The largest private collection of Asian art ever to go to auction will come under the hammer at Christie’s in March 2015. The sale’s 2,000 lots were amassed by the late Robert Hatfield Ellsworth. A prominent American dealer, Ellsworth is credited with shaping important collections of Asian art including those of John D. Rockefeller III and the financier Christian Humann.
Ellsworth passed away in August 2014 (see “Robert H. Ellsworth, King of Ming, Dead at 85“). He was the first American art dealer to visit mainland China in the 1970s. He later became an honorary Chinese citizen in recognition of his work in cultural preservation and was named an honorary consultant and curator of the Beijing History Museum.
One of the collector’s most notable contributions to Chinese art scholarship is pioneering the Western collection of modern Chinese paintings. He advocated for 19th and 20th century works that were previously ignored by critics. And he managed to convince Western art historians that Chinese painting did not simply die out after the 1800s.

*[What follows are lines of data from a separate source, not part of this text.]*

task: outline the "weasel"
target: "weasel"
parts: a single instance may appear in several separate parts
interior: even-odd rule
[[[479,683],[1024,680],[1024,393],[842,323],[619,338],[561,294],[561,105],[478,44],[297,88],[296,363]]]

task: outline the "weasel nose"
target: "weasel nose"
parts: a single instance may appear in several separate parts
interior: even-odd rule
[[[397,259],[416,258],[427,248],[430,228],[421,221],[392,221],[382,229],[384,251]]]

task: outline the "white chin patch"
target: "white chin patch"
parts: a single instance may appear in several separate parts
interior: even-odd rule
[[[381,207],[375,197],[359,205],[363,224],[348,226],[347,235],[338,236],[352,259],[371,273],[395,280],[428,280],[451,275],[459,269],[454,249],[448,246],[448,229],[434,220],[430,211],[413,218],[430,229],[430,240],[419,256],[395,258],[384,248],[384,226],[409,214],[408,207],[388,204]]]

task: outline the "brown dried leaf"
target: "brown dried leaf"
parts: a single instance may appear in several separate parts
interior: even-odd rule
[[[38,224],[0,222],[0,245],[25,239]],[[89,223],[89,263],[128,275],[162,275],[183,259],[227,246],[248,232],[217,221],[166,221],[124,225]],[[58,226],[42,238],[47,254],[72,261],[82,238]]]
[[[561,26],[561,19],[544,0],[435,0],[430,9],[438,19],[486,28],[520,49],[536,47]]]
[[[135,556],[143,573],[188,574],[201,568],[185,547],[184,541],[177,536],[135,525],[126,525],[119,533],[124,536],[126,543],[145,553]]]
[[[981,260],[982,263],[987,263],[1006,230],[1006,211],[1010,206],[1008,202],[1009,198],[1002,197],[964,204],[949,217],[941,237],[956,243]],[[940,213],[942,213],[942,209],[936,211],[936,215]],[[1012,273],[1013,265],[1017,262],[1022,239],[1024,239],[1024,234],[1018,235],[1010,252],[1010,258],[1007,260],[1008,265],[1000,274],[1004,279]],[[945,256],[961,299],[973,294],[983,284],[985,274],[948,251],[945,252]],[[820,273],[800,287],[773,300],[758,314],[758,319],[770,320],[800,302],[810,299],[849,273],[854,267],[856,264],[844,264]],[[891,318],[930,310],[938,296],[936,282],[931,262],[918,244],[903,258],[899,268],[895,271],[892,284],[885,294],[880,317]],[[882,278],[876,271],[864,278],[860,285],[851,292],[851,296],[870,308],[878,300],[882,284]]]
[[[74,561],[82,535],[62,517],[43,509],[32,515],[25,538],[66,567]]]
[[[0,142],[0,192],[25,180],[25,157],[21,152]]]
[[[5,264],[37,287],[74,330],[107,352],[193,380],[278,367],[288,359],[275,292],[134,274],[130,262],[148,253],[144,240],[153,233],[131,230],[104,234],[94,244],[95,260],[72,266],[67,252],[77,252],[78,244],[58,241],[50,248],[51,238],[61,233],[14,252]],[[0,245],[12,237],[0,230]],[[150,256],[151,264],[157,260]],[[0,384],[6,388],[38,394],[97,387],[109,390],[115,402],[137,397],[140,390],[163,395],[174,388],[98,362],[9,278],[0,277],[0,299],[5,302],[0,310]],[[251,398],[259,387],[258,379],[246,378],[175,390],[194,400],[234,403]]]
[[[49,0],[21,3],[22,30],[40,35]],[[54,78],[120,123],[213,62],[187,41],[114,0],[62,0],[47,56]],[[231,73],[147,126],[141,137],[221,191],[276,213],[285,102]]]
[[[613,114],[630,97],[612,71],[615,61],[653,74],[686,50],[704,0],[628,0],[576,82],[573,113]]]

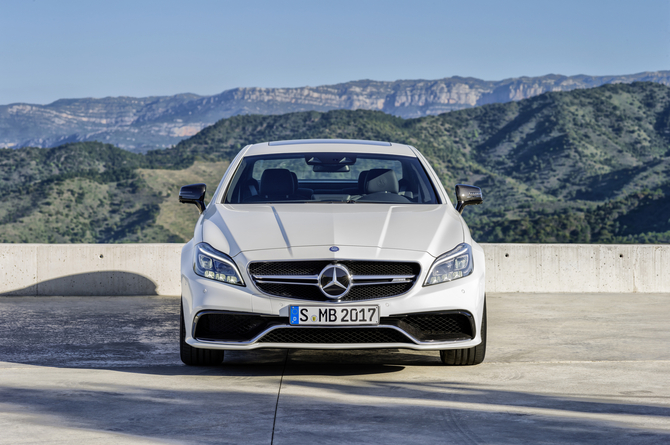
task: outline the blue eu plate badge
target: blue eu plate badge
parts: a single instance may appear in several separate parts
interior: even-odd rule
[[[298,321],[298,310],[300,308],[298,306],[291,306],[291,324],[298,324],[300,323]]]

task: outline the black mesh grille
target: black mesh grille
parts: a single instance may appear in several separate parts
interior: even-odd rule
[[[404,294],[412,288],[414,283],[373,284],[368,286],[354,286],[349,293],[338,301],[373,300],[375,298],[392,297]],[[317,286],[300,284],[257,283],[256,286],[263,292],[279,297],[297,298],[310,301],[330,301]]]
[[[318,275],[324,267],[333,261],[284,261],[252,263],[251,275]],[[416,275],[421,273],[417,263],[375,262],[375,261],[337,261],[344,265],[352,275]],[[349,293],[338,301],[362,301],[376,298],[393,297],[409,291],[414,282],[394,284],[373,284],[353,286]],[[263,292],[278,297],[296,298],[309,301],[330,301],[318,286],[299,284],[256,283]]]
[[[398,284],[371,284],[352,287],[349,293],[339,301],[373,300],[375,298],[392,297],[404,294],[412,288],[414,283]]]
[[[365,286],[364,286],[365,287]],[[419,341],[448,341],[474,337],[467,312],[382,317],[382,325],[397,326]],[[286,317],[210,313],[199,317],[195,337],[202,340],[250,341],[272,326],[261,343],[411,343],[401,332],[384,327],[289,327]]]
[[[252,263],[251,275],[318,275],[331,261],[282,261],[276,263]]]
[[[204,314],[198,320],[195,337],[210,340],[251,340],[268,327],[287,321],[281,317],[251,314]]]
[[[411,343],[389,328],[279,328],[259,340],[262,343]]]
[[[408,315],[403,321],[419,328],[423,332],[469,332],[470,322],[461,314],[422,314]]]
[[[419,275],[421,267],[417,263],[396,263],[385,261],[338,261],[351,271],[352,275]]]
[[[317,286],[300,284],[256,283],[256,286],[265,293],[278,297],[298,298],[300,300],[324,301],[326,296]]]
[[[472,317],[464,313],[411,314],[382,319],[407,331],[417,340],[455,340],[474,337]]]
[[[419,275],[418,263],[398,263],[392,261],[281,261],[252,263],[252,275],[318,275],[331,263],[345,266],[352,275]]]

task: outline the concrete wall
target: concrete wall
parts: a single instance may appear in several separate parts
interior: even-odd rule
[[[670,292],[670,246],[482,244],[488,292]],[[0,295],[179,295],[181,244],[0,244]]]
[[[0,244],[0,295],[180,295],[181,244]]]
[[[488,292],[670,292],[670,245],[482,246]]]

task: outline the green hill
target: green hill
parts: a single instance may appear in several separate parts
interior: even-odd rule
[[[0,150],[2,242],[169,242],[192,235],[181,184],[213,190],[243,146],[282,139],[408,143],[447,190],[484,190],[464,216],[488,242],[670,240],[670,87],[605,85],[402,119],[338,110],[223,119],[165,150],[101,143]],[[191,210],[189,212],[188,210]]]

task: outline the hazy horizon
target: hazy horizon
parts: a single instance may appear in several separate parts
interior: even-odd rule
[[[668,71],[668,70],[656,70],[656,71],[641,71],[641,72],[639,72],[639,73],[621,73],[621,74],[574,74],[574,75],[571,75],[571,76],[565,76],[564,74],[558,74],[558,73],[549,73],[549,74],[545,74],[545,75],[543,75],[543,76],[519,76],[519,77],[508,77],[508,78],[505,78],[505,79],[479,79],[479,78],[475,78],[475,79],[483,80],[483,81],[486,81],[486,82],[500,82],[500,81],[504,81],[504,80],[508,80],[508,79],[519,79],[519,78],[524,78],[524,77],[525,77],[525,78],[544,77],[544,76],[565,76],[565,77],[577,77],[577,76],[587,76],[587,77],[616,77],[616,76],[626,76],[626,75],[642,74],[642,73],[645,73],[645,72],[649,72],[649,73],[657,73],[657,72],[667,72],[667,71]],[[445,78],[456,78],[456,77],[460,77],[460,78],[464,78],[464,79],[473,78],[472,76],[459,76],[459,75],[454,75],[454,76],[442,77],[442,78],[439,78],[439,79],[396,79],[396,80],[352,79],[352,80],[350,80],[350,81],[346,81],[346,82],[338,82],[338,84],[348,83],[348,82],[364,82],[364,81],[372,81],[372,82],[401,82],[401,81],[412,81],[412,80],[416,80],[416,81],[432,82],[432,81],[438,81],[438,80],[445,79]],[[234,90],[234,89],[236,89],[236,88],[261,88],[261,89],[286,88],[286,89],[288,89],[288,88],[314,88],[314,87],[329,86],[329,85],[337,85],[337,84],[300,85],[300,86],[297,86],[297,87],[263,87],[263,86],[233,87],[233,88],[227,88],[227,89],[225,89],[225,90],[222,90],[222,91],[219,91],[219,92],[217,92],[217,93],[213,93],[213,94],[198,94],[198,93],[193,93],[193,92],[187,91],[187,92],[174,93],[174,94],[161,94],[161,95],[150,95],[150,96],[128,96],[128,95],[119,95],[119,96],[99,96],[99,97],[94,97],[94,96],[86,96],[86,97],[61,97],[61,98],[58,98],[58,99],[56,99],[56,100],[53,100],[53,101],[51,101],[51,102],[47,102],[47,103],[36,103],[36,102],[12,102],[12,103],[6,103],[6,104],[4,104],[4,103],[0,103],[0,106],[3,106],[3,105],[14,105],[14,104],[41,105],[41,106],[44,106],[44,105],[50,105],[50,104],[52,104],[52,103],[54,103],[54,102],[58,102],[59,100],[70,100],[70,99],[74,99],[74,100],[79,100],[79,99],[93,99],[93,100],[100,100],[100,99],[106,99],[106,98],[121,98],[121,97],[129,97],[129,98],[134,98],[134,99],[144,99],[144,98],[147,98],[147,97],[171,97],[171,96],[178,96],[178,95],[195,95],[195,96],[198,96],[198,97],[208,97],[208,96],[215,96],[215,95],[217,95],[217,94],[221,94],[221,93],[224,93],[224,92],[229,91],[229,90]]]
[[[0,104],[670,68],[670,1],[0,0]]]

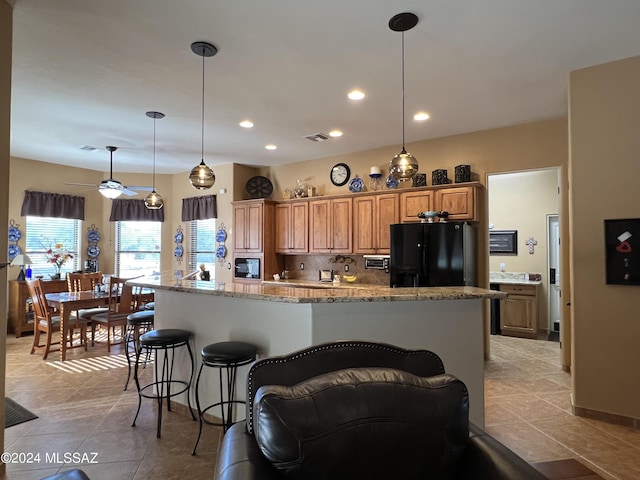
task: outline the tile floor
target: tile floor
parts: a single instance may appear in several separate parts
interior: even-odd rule
[[[156,439],[154,402],[143,402],[137,426],[131,421],[137,395],[123,391],[126,367],[115,350],[74,349],[58,368],[29,355],[32,337],[7,338],[6,395],[40,418],[5,430],[8,452],[97,452],[97,464],[82,468],[92,480],[212,478],[220,429],[205,426],[198,455],[191,456],[197,422],[179,413],[164,415]],[[486,363],[486,428],[526,460],[575,458],[605,479],[640,478],[640,430],[571,415],[570,376],[559,367],[554,342],[491,338]],[[91,366],[90,358],[104,369]],[[81,362],[86,362],[84,365]],[[112,368],[111,368],[112,367]],[[93,369],[85,371],[86,369]],[[145,371],[145,375],[151,372]],[[56,463],[7,465],[6,480],[35,480],[65,467]]]
[[[529,462],[575,458],[605,479],[640,479],[640,430],[571,414],[556,342],[491,337],[485,428]]]

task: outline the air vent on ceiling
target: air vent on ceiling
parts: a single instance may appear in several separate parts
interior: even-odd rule
[[[83,145],[80,148],[80,150],[84,150],[85,152],[95,152],[97,150],[96,147],[92,147],[91,145]]]
[[[314,133],[312,135],[305,135],[304,138],[312,142],[324,142],[325,140],[329,140],[329,135],[325,133]]]

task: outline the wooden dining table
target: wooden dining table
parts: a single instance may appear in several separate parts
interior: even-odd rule
[[[84,291],[84,292],[60,292],[47,293],[47,303],[50,307],[60,311],[60,331],[65,332],[71,312],[84,308],[104,307],[109,303],[107,292]],[[67,358],[67,342],[60,342],[60,360]]]

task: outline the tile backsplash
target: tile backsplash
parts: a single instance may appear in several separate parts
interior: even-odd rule
[[[371,270],[364,268],[362,255],[340,255],[344,259],[351,259],[351,263],[331,262],[336,255],[283,255],[285,268],[289,270],[289,278],[298,280],[319,280],[320,270],[333,270],[340,275],[357,275],[357,283],[369,283],[373,285],[389,285],[389,274],[384,270]],[[304,263],[304,270],[300,270],[300,264]],[[344,271],[344,266],[349,265],[349,271]],[[275,273],[275,272],[274,272]]]

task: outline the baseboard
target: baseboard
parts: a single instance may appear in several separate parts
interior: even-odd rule
[[[640,418],[627,417],[624,415],[617,415],[615,413],[600,412],[598,410],[591,410],[590,408],[572,407],[573,414],[576,417],[590,418],[592,420],[599,420],[602,422],[613,423],[615,425],[623,425],[625,427],[640,429]]]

Chinese furniture, Indian, Himalayan and Southeast Asian art, as well as modern Chinese paintings comprise a large part of his collection. It will be sold online and in live auctions over a five-day period in March 2015 at Christie’s New York. There will also be a sale of English and European furniture and decorative arts culled from Ellsworth’s home in New York City.
The auction may not be exactly what Ellsworth had in mind for his collection, but it’s close enough. In 1994, the collector told the Independent that when he died his collection would “be sold in a consecutive seven-day sale. The last lot will be a single item, the finest piece of jade in the world—which I wear on my finger.”
The auction’s highlights will tour Asia, kicking off with a stop in Hong Kong on November 21.